Guardian Heroes was well received. The four reviewers of Electronic Gaming Monthly praised the game's combos, multiple paths, and inclusion of a versus mode. Rad Automatic of Sega Saturn Magazine also praised the multiple paths through the game, but expressed the most enthusiasm about the high difficulty and the three layers on which the action takes place. He concluded, "Innovative, challenging, exciting and tough, Guardian Heroes is a classic in every way." GamePro lambasted the game's long-winded dialogue and graphics, saying that "these poor, simpering graphics have no place on a next-gen machine. Colorful doesn't always mean clean, and there are plenty of jagged edges, pixelated fighters, and breakup." Despite this, the reviewer gave the game a strong recommendation, describing it as the true successor to the Streets of Rage and Golden Axe series. He elaborated that Guardian Heroes retains all the fun of Streets of Rages beat 'em up action and enhances it with new additions like multihit combos, linking moves, and a branching storyline with multiple endings.

Tom Guise of Computer and Video Games magazine argued that the rough, blocky graphics which GamePro criticized are in fact an asset, since they allow a greater amount of action to take place on screen at once. He called the game "a monumental achievement", additionally praising the multiple routes and the flamboyant excess of the Vs. mode. His co-reviewers Paul Davies and Edward Lomas concurred, and were enthusiastic about the replay value of unlocking characters for Vs. mode. Yasuhiro Hunter of Maximum said that "Treasure's first attempt at a next gen game combines everything they do best - frantic action and an in-depth storyline with great character design." He reported that the action and RPG elements are both easy enough that enthusiasts of either genre would find the game accessible. He also highly praised the game's replay value. A reviewer for Next Generation had a more mixed reaction than other critics, commenting that "Guardian Heroes may be the pinnacle of the [side-scrolling beat-'em-up] genre, but even the best is still a bit on the mindless side." He remarked that while the graphics, lack of slowdown, and six-player versus mode would thrill die hard beat-'em-up fans, the average gamer would find the game fun but repetitive and lacking in originality.

Electronic Gaming Monthly awarded Guardian Heroes Side-Scrolling Game of the Year, explaining that, "The different characters, the numerous special and magical attacks, the branching story lines, the Versus Mode and the anime style all combined to make Guardian Heroes one of the best, most memorable games of '96." The following year EGM ranked it number 66 on their "100 Best Games of All Time", saying it had surpassed the founding games of the beat 'em up genre.
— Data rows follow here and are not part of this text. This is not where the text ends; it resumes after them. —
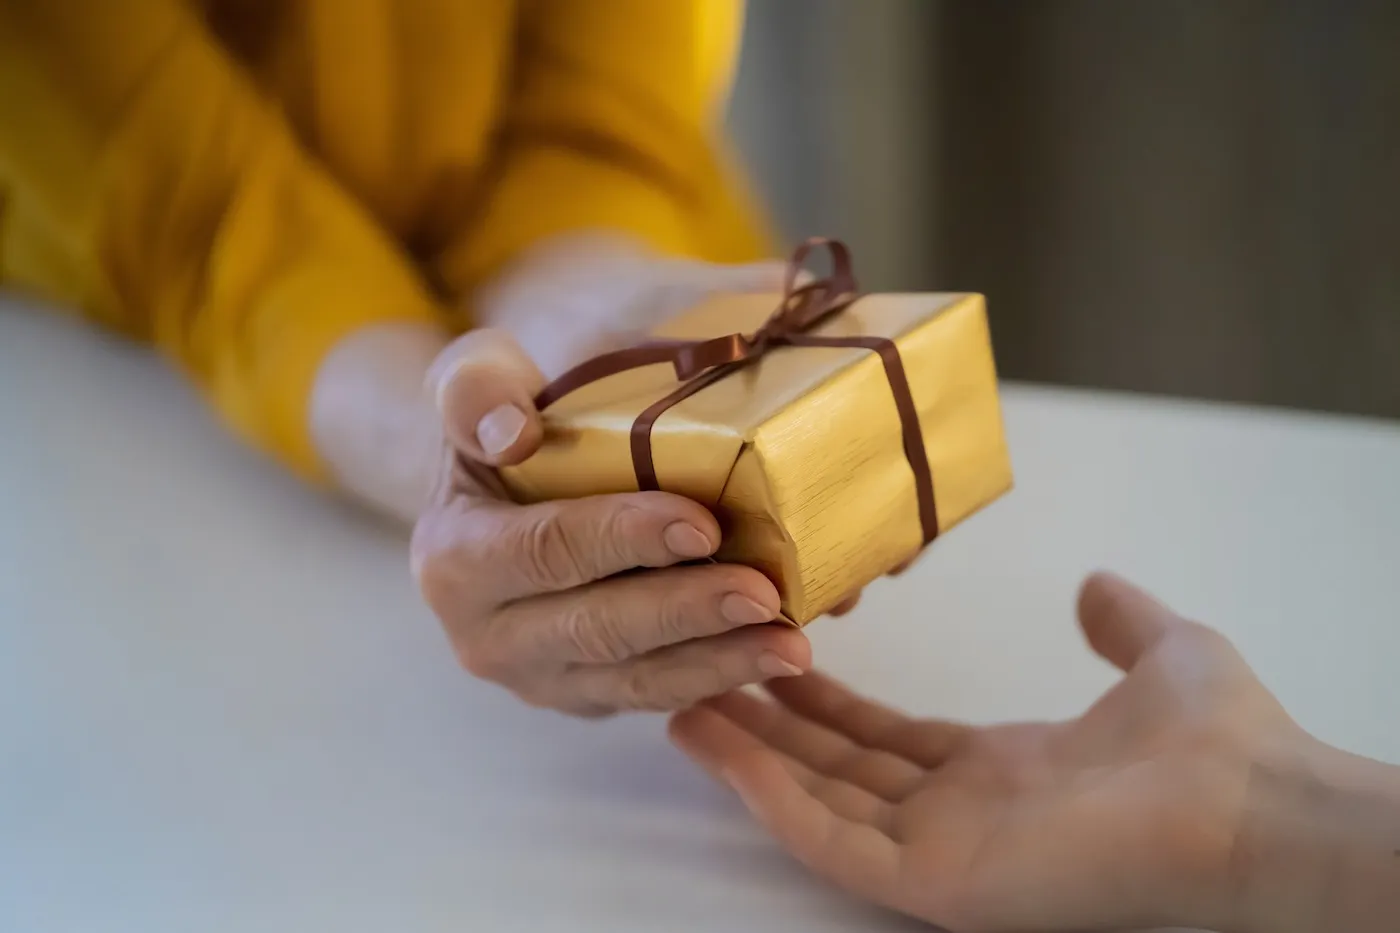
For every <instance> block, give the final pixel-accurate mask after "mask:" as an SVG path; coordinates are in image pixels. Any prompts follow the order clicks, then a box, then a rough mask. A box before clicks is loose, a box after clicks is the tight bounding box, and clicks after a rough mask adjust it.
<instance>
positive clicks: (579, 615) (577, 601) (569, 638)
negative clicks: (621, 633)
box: [557, 600, 631, 664]
mask: <svg viewBox="0 0 1400 933" xmlns="http://www.w3.org/2000/svg"><path fill="white" fill-rule="evenodd" d="M557 628H559V632H560V637H563V640H564V643H566V644H567V646H568V647H570V649H571V651H573V654H574V656H577V658H578V660H580V661H581V663H584V664H613V663H616V661H622V660H626V658H627V657H629V656H630V654H631V651H630V650H629V646H627V643H626V640H624V639H623V637H622V635H620V632H619V626H617V625H616V622H613V621H612V618H610V616H609V615H608V614H605V612H602V611H599V607H598V605H596V604H594V602H589V601H587V600H574V601H573V602H570V605H568V607H567V608H564V609H563V611H561V614H560V616H559V626H557Z"/></svg>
Retrospective feedback on the game has continued to be positive. IGN staff writer Levi Buchanan ranked Guardian Heroes third in his list of the top Sega Saturn games. GamesRadar ranked it as the 5th best Saturn game, stating that "Treasure's original 1996 release remains a wonderful co-op beat-'em-up experience with impressive presentation and exciting combat" It was ranked as the 4th top beat 'em up video game of all time by Heavy.com in 2013, while ScrewAttack voted it as the 5th best beat 'em up of all time. In 2023, Time Extension included the game on their top 25 "Best Beat 'Em Ups of All Time" list.

Review scores
| Publication | Score |
|---|---|
| Computer and Video Games | 93/100 |
| Edge | 8/10 |
| Electronic Gaming Monthly | 8.125/10 |
| Game Informer | 8/10 |
| Next Generation | 3/5 |
| Maximum | 5/5 |
| Sega Saturn Magazine | 95% |

== See also ==
- Princess Crown
- Code of Princess - a side-scrolling action RPG with similar gameplay. Guardian Heroes director and character designer Tetsuhiko Kikuchi and lead programmer Masaki Ukyo both worked on the title.